I have a lot to say about fairytales and I think fairytales have a lot to say to us.
Two years ago, I sat in on a panel about fairytales at the Association of Writers & Writing Programs in Tampa, Florida.
The panel was chaired by a small, elderly woman with large glasses. A young woman stood up during the questioning portion and asked about the binaries that are glaringly present in fairytales.
“Why should we be so invested in stories that tell of little boys that wear blue and little girls that are princesses and must be saved?” she asked rather angrily.
The old woman straightened up in her chair. I could tell that she was anticipating a question like this. In fact, her little frame seemed to spring forward.
“Think of fairytales as tales of wholeness. The prince is not a man, the princess is not a woman. Perhaps, the prince represents more male-centric characteristics and the princess represents traits associated with women such as sensitivity,” she said as she peered through her coke-bottle glasses.
“By the end of the story, we have a complete person.”

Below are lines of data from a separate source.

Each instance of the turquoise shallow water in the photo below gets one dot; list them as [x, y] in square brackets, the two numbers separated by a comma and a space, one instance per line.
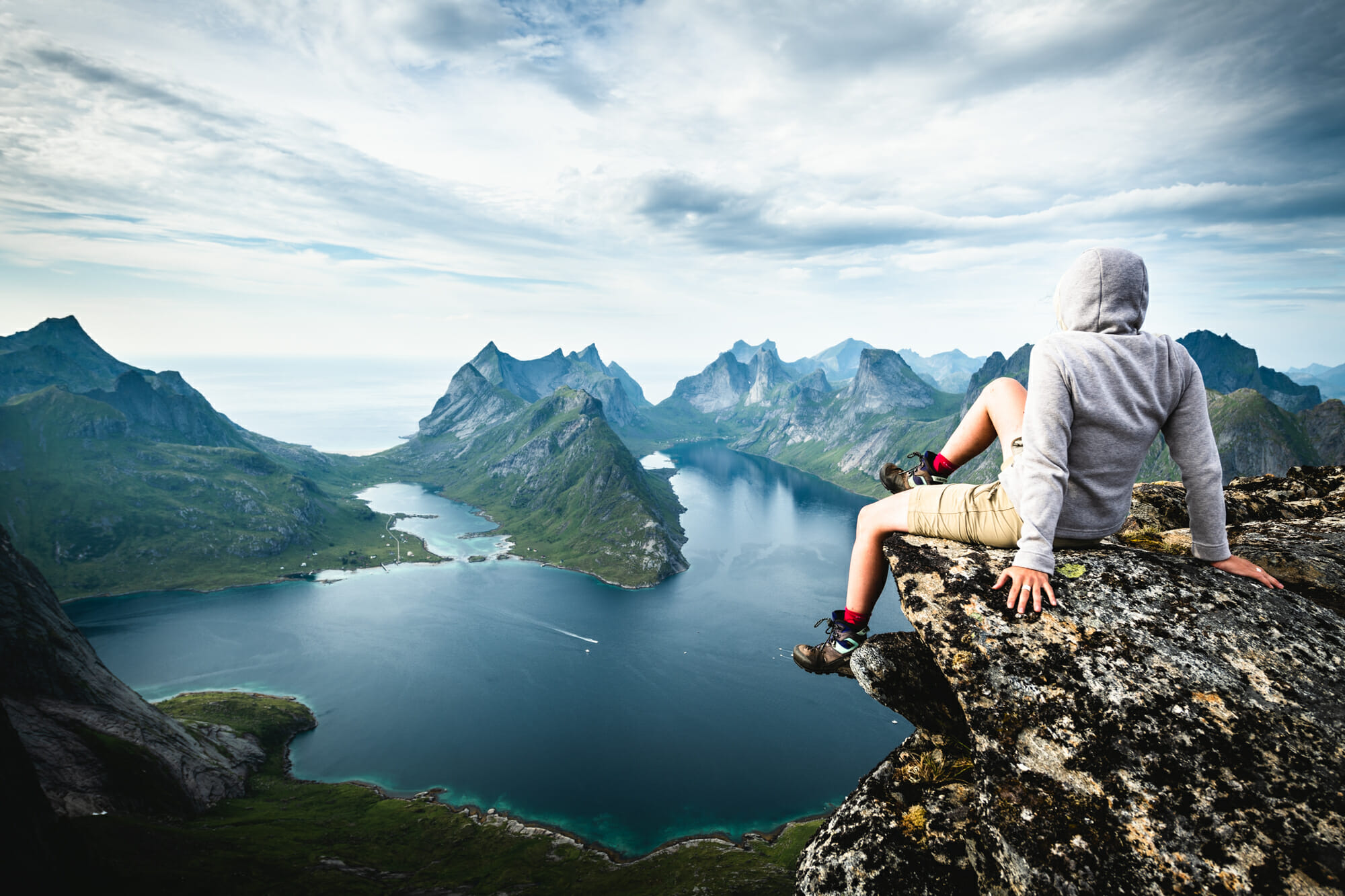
[630, 717]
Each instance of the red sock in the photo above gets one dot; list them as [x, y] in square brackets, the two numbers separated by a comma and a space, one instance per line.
[944, 467]
[859, 620]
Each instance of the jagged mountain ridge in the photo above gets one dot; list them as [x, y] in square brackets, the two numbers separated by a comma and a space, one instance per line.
[1229, 366]
[1330, 380]
[532, 380]
[93, 743]
[116, 478]
[552, 473]
[946, 370]
[847, 440]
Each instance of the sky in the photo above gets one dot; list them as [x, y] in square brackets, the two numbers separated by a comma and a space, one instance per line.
[353, 181]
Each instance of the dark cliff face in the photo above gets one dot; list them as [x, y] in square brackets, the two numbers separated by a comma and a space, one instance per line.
[93, 743]
[57, 353]
[1227, 366]
[1168, 728]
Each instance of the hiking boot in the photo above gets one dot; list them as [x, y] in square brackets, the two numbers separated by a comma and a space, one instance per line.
[832, 655]
[895, 479]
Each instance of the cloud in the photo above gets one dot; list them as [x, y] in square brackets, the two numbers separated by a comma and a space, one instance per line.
[641, 158]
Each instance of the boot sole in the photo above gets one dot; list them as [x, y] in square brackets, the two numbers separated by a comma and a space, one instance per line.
[840, 667]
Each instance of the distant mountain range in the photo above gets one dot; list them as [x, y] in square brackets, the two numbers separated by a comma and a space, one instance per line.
[552, 471]
[1229, 366]
[1330, 380]
[115, 478]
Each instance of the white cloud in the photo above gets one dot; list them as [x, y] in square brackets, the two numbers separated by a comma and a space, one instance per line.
[642, 169]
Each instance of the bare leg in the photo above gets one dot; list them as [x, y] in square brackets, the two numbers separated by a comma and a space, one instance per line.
[868, 565]
[997, 412]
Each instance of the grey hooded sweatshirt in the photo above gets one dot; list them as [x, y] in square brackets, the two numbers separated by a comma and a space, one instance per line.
[1098, 395]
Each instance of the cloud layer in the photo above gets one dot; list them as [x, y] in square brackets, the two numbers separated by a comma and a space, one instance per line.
[555, 171]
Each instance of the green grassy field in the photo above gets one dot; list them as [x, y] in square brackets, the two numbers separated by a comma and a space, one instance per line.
[302, 837]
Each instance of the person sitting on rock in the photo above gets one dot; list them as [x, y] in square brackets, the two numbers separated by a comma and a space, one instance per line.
[1100, 391]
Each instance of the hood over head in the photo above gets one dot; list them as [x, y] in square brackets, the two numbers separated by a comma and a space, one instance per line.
[1105, 291]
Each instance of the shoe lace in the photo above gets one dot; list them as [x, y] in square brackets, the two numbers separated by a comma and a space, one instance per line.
[837, 633]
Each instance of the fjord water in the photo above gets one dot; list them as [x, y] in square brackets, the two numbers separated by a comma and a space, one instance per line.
[629, 717]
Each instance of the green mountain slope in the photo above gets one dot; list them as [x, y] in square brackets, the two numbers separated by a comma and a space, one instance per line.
[104, 510]
[887, 412]
[553, 474]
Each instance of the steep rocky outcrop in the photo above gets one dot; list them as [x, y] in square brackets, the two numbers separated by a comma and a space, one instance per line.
[470, 404]
[552, 473]
[886, 384]
[57, 353]
[540, 377]
[92, 743]
[946, 370]
[1227, 366]
[1168, 728]
[716, 389]
[996, 366]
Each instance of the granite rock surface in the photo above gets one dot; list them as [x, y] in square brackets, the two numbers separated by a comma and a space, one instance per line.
[1168, 729]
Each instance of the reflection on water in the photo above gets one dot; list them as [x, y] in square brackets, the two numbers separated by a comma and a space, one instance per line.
[630, 717]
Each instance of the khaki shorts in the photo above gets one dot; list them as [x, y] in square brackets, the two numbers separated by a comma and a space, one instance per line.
[973, 514]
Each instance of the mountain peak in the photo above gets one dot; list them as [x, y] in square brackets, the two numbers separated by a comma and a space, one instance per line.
[744, 353]
[1227, 366]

There is one fairytale that I have always been drawn to, titled “The Girl Who Trod on the Loaf” by Hans Christian Andersen. The tale is about a frustratingly prideful girl, Little Inger, who is ignorant of her actions. On the way to meet her mother, who she has not seen for a year, Little Inger wears her best dress and cleanest shoes to declare how “fine she had become.” She carries a loaf of bread that was gifted to her by her employer and once she comes across a stretch of mud on her journey, she throws the bread down and uses it as a steppingstone so as not to dirty her “fine new shoes.”
The weirdness of this story is the true hook. The young woman slips into a marsh of sorts: “She went down to the Marsh Woman, who brews down there. The Marsh Woman is an aunt of the elf maidens, who are very well known.”

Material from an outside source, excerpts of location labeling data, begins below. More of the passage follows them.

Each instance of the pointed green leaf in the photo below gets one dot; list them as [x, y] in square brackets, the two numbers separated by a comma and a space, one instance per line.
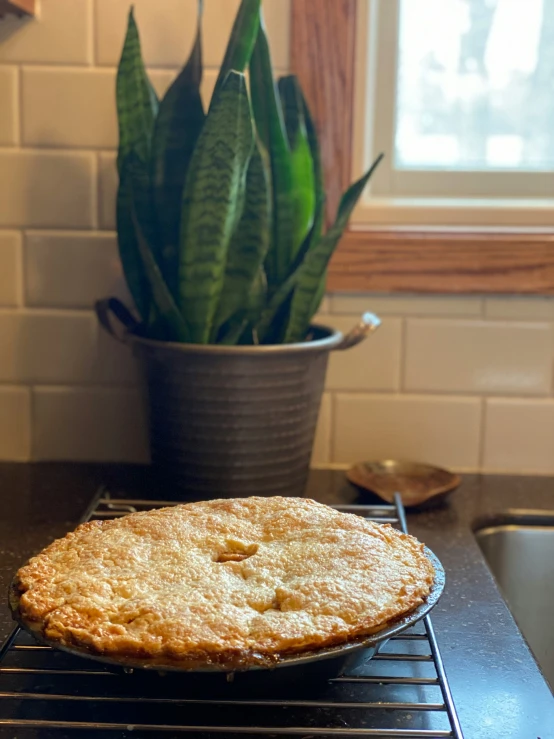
[166, 308]
[211, 204]
[310, 274]
[137, 104]
[178, 125]
[304, 183]
[271, 131]
[249, 243]
[319, 182]
[131, 261]
[242, 40]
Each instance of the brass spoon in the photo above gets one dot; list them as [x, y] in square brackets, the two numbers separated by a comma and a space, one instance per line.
[417, 483]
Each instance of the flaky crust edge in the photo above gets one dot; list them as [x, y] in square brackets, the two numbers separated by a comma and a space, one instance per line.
[81, 642]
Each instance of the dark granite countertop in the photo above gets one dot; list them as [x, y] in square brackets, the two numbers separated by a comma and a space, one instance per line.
[496, 685]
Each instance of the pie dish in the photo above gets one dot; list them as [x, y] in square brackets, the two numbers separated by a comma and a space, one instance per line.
[235, 583]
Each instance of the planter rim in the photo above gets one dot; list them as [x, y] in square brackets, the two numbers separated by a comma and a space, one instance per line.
[327, 343]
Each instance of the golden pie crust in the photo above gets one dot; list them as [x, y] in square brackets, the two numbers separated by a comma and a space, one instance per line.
[237, 582]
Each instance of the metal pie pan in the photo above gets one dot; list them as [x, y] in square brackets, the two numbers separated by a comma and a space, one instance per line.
[372, 641]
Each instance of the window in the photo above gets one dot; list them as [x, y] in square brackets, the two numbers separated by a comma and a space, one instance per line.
[472, 209]
[459, 95]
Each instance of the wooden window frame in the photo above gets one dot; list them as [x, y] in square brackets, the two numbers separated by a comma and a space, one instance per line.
[323, 35]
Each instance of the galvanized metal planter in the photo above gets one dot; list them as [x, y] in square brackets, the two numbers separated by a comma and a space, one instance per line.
[235, 421]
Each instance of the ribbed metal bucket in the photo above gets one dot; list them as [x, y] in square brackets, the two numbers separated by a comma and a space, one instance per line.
[233, 421]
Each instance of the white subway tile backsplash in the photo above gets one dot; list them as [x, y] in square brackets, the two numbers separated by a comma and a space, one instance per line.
[520, 309]
[9, 120]
[89, 424]
[372, 365]
[409, 305]
[479, 357]
[441, 431]
[15, 424]
[166, 27]
[71, 270]
[10, 268]
[70, 108]
[398, 394]
[60, 34]
[322, 443]
[107, 189]
[47, 189]
[519, 436]
[60, 347]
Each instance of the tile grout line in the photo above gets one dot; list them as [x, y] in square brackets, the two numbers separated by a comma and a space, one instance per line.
[481, 436]
[32, 403]
[92, 32]
[333, 430]
[19, 107]
[330, 434]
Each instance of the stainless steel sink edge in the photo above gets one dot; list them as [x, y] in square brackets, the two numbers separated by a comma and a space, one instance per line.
[518, 547]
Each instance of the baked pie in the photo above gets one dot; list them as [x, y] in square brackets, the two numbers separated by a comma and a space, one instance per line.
[236, 582]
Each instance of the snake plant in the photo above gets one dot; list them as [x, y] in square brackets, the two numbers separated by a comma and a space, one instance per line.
[220, 212]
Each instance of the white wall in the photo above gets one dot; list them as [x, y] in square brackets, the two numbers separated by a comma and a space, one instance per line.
[461, 382]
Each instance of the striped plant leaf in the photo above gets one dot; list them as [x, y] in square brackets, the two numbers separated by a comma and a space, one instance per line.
[210, 209]
[311, 272]
[137, 103]
[129, 254]
[303, 174]
[178, 125]
[249, 244]
[167, 312]
[242, 40]
[272, 134]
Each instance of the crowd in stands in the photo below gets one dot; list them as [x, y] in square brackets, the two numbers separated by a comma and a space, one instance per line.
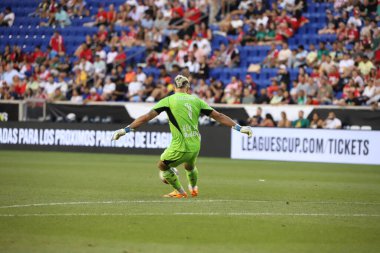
[177, 38]
[331, 122]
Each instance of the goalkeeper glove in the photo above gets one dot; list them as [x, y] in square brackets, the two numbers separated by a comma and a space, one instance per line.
[121, 132]
[243, 129]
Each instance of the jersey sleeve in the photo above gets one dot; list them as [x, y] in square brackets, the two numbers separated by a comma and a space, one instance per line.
[205, 108]
[161, 106]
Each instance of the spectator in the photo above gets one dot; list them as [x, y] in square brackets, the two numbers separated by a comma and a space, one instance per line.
[100, 68]
[61, 17]
[56, 43]
[325, 92]
[300, 58]
[248, 97]
[9, 73]
[50, 86]
[7, 18]
[284, 54]
[277, 97]
[271, 59]
[316, 121]
[268, 121]
[231, 56]
[365, 65]
[284, 122]
[76, 97]
[301, 122]
[332, 122]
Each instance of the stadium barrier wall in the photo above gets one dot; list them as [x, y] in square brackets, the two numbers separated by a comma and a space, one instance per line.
[74, 137]
[308, 145]
[117, 112]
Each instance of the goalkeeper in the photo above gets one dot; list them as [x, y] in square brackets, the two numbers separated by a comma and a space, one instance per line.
[183, 111]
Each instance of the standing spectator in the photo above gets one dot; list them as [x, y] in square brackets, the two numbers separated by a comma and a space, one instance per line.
[7, 18]
[140, 75]
[284, 54]
[332, 122]
[284, 122]
[9, 73]
[300, 59]
[325, 92]
[121, 58]
[111, 55]
[50, 86]
[316, 121]
[61, 17]
[365, 65]
[99, 68]
[56, 43]
[268, 121]
[248, 97]
[301, 122]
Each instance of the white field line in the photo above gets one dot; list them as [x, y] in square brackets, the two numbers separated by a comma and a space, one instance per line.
[112, 202]
[190, 214]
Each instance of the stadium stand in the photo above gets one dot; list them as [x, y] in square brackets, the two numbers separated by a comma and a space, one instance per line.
[286, 61]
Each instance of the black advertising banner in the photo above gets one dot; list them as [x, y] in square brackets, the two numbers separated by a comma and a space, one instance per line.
[150, 139]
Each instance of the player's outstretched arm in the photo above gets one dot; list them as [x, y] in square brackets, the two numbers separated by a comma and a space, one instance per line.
[227, 121]
[135, 124]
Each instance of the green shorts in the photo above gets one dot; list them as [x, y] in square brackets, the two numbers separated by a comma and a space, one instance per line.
[174, 158]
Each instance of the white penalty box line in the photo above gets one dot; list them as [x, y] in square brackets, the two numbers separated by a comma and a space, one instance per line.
[189, 214]
[180, 201]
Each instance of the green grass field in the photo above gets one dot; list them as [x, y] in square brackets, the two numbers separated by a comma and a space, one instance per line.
[79, 202]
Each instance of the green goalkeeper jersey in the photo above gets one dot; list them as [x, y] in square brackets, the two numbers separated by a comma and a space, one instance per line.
[183, 111]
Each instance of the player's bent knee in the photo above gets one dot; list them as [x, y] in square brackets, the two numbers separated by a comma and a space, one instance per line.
[189, 167]
[162, 166]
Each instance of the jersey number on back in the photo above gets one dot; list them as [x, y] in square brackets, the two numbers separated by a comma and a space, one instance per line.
[189, 110]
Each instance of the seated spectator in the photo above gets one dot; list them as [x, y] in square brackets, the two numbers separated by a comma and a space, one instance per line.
[352, 34]
[301, 122]
[61, 17]
[351, 99]
[284, 54]
[369, 91]
[284, 122]
[76, 97]
[256, 119]
[268, 121]
[332, 122]
[312, 56]
[263, 98]
[231, 56]
[248, 97]
[270, 60]
[346, 65]
[7, 18]
[56, 43]
[325, 92]
[365, 65]
[300, 57]
[316, 121]
[330, 28]
[277, 97]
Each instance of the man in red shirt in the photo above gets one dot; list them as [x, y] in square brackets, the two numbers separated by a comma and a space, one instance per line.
[56, 43]
[101, 16]
[121, 57]
[178, 8]
[193, 13]
[86, 53]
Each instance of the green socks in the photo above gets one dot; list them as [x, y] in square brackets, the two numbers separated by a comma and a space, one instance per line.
[172, 179]
[192, 176]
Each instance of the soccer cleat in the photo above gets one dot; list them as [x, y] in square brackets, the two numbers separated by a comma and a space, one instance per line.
[194, 191]
[176, 194]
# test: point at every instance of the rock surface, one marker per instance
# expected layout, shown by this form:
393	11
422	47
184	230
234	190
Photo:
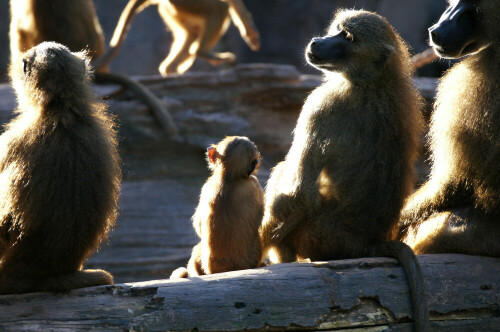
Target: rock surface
163	177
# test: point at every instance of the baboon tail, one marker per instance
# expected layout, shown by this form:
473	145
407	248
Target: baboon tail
409	262
78	279
178	273
159	111
133	7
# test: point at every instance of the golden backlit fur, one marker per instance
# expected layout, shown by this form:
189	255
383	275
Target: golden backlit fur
229	213
196	25
59	175
74	23
458	209
350	167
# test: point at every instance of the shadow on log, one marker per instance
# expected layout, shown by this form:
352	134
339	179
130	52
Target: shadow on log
368	294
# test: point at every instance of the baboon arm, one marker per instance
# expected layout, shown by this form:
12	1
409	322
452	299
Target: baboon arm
306	169
433	196
301	200
243	20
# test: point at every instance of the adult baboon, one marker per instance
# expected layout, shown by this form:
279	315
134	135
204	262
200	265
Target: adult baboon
73	23
196	25
59	175
340	189
458	209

Little Inger happens to visit the underground brewery when the devil and his great-grandmother are visiting (why Andersen chose the “great” grandmother is also beyond me). And lo and behold, “This Little Inger went to hell!”
After Inger arrives in that “endless antechamber,” she must listen to all the people she knows say nasty things about her; well, not necessarily nasty, but maybe just a little bit truthful. She is only struck by sorrow when somebody calls her “Poor Inger.”

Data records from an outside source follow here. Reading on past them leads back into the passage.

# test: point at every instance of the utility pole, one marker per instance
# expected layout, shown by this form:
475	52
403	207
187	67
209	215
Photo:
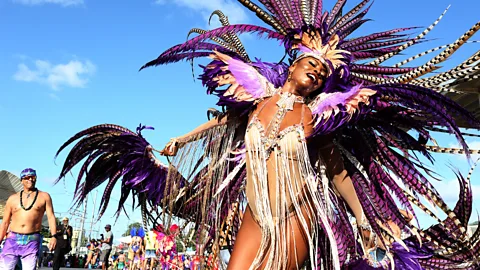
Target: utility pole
93	214
80	235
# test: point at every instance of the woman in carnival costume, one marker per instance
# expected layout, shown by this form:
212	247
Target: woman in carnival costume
137	248
303	148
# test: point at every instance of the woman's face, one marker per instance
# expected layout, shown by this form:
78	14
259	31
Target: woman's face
309	74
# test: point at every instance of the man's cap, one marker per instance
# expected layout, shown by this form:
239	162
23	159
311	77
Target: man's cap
28	172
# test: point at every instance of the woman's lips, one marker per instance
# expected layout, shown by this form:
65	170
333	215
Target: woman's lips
313	77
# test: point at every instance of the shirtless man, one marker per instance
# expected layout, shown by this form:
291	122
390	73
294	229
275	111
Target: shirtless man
22	222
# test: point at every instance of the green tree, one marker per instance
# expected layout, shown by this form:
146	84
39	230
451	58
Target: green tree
129	228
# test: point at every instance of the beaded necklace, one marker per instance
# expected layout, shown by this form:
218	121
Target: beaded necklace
33	202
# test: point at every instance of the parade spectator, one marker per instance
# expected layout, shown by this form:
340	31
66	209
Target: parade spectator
22	222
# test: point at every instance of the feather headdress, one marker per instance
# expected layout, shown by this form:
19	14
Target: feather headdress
311	44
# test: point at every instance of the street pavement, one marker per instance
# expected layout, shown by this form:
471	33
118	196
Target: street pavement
45	268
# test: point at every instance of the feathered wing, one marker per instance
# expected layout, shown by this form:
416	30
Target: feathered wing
112	153
206	175
372	128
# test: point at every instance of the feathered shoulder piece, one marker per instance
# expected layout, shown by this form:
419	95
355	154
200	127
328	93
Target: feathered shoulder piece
137	232
246	83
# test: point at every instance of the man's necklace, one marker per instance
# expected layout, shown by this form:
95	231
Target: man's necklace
28	196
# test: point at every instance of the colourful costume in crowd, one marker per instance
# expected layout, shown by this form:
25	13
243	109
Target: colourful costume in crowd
369	111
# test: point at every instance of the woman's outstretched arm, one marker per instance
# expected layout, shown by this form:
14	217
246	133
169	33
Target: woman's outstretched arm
172	146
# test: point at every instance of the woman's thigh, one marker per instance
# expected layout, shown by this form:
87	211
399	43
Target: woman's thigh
249	238
247	243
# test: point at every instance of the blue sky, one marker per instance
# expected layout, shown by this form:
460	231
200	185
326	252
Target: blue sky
70	64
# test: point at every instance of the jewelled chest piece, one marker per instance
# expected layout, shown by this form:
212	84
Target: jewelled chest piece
285	104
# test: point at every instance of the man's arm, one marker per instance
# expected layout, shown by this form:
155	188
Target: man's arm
52	222
107	240
7	216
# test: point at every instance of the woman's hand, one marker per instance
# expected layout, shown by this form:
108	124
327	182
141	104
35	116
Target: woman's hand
170	149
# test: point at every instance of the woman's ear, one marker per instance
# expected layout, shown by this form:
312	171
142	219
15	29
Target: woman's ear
292	67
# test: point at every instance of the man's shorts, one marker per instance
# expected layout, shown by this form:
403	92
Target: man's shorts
105	255
20	246
150	253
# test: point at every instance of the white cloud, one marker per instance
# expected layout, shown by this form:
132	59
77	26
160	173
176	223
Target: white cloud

I find it interesting to break down these moral tales. Here I am in my chair yelling at Inger that flour is in short supply, that food is more important than dirtying your shoes. But I can’t get through to Inger, I am just the reader, listening.
When Inger is alone in hell, stuck to the ground “as if fastened by a loaf of bread,” she is the one who must listen.
Sure, Cinderella or Snow White can be considered tales of wholeness. Snow White, “who was as white as snow, as red as blood, and as black as ebony wood,” has a chance at being complete once she meets the prince. But how do you explain this strange story about a very pretty but awful little girl who, using her privilege, tramples a loaf of bread that “draws her as an amber bead on a slender thread” into a hellish brewery where she meets a Marsh Woman who makes “the meadows reek in the summer?”
I guess it’s sometimes easy to say that we can consider fairytales these wonderful stories of wholeness. There are times when I do feel whole. But right now, I feel quite the opposite. We must not accept that something will change as if we are Snow White, waiting in her tower for eternity. All this waiting, waiting to be whole, waiting for the prince; the waiting is wrong. If you took a bite from the poisoned red apple, figure out a way to come out of it.
Do not tread on the loaf. If you only hear your voice echoing in the antechamber with Little Inger, both of you looking up, stop waiting. Sitting idle down there, brewing, is not the right thing to do. Little Inger should have gotten filthy, to the point of being unrecognizable, crossing that marsh to her mother, carrying the loaf as if it were her own child. Instead of feeling bad for herself, instead of perking up at the mention of sympathy, then feeling angry: “They ought to have brought me up better,” Inger thought. “They should have beaten the nonsense out of me, if I had any;” Inger should have fought for her own awakening. Reading is not just reading, and Little Inger does not just exist on the page. Reading is a form of listening, and listening becomes awareness.